Professor Jan Webb prepared a case study of the Aberdeen Heat and Power structure (Webb, 2013). In that paper she reflects on the scope for urban actors to shape the transformation of the high carbon energy system in ways that give significance to public goods of social justice, resilience, and mitigation of climate change. Prof Webb was intrigued at how seemingly through serendipity a multi-skilled group had come together to make Aberdeen Heat and Power happen.

Aberdeen Heat and Power were set up as a not-for-profit enterprise, organised as a company limited by guarantee. The Company was established with five members, including elected representatives of the City Council and fuel poverty charity Energy Action Scotland. 

Ownership is not held by shareholders and the surpluses generated by the company are not distributed as dividends but reinvested in the business to ensure continued supply of affordable heat and hot water as well as extending networks across Aberdeen.

Aside from the Council the other members were Energy Action Scotland, CHPA and two local tenant association representatives. Eventually the tenant representatives dropped away, as Aberdeen Heat and Power could not enthuse anyone to take their places. So, Jean Morrison and Ramsey Milne became members as a quasi-local representatives.

AH&P adopted a precedent position that full capital costs needed to be covered for Council owned housing projects. If capital had to be borrowed then the finance costs must be recovered from customers and so the heat charge would increase, exacerbating fuel poverty.

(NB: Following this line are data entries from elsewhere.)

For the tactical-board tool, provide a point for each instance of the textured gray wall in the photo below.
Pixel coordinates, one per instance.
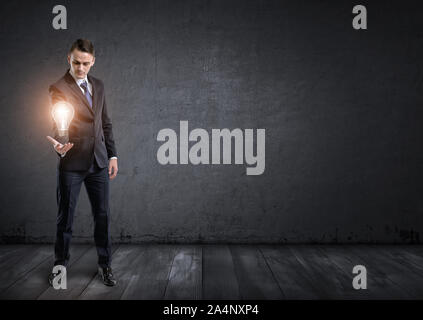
(342, 111)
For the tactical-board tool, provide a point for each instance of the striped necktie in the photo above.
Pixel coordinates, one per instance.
(84, 86)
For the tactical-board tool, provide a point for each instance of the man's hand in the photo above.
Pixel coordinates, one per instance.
(60, 148)
(113, 169)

Full capital for the housing projects came from combination of:  Housing Capital Programme - at approximately the same unit cost as low rise housing having electric changed to gas heating. Connection charge to owners for connections. Community Energy Programme (CEP) – Scottish Government grant. Fuel utility grants – EEC, CERT, CESP, ECO. For public buildings CEEF or Spend to Save.

As Aberdeen City Council was a member and, although in a minority, its involvement means the company had to comply with legislation covering procurement and State Aid. This legislation did not affect AH&P’s trading relationship with its own non-domestic properties and residential customers. However, it could be implied that the City Council was providing a form of State Aid in its trading relationship with commercial customers. District Energy Aberdeen Ltd (DEAL) was set up as a wholly-owned subsidiary to channel transactions with non-residential customers other than Aberdeen City Council. 

DEAL was established as a for-profit private limited company, with a separate and independent board, and purchased bulk heat from AH&P which it sold on to its own customers. This resolved the State Aid implications. Any financial surpluses DEAL generates were distributed as a dividend to AH&P. This was then used to maintain and extend heat networks to serve additional buildings, both residential and non-residential, across the city.

There were five members of which the Council was one. The Council held their equity stake as 20% - being the threshold for being a Council-influenced company. The board of directors included representation from the members and reserved two seats for councillors and by convention one always held the chair.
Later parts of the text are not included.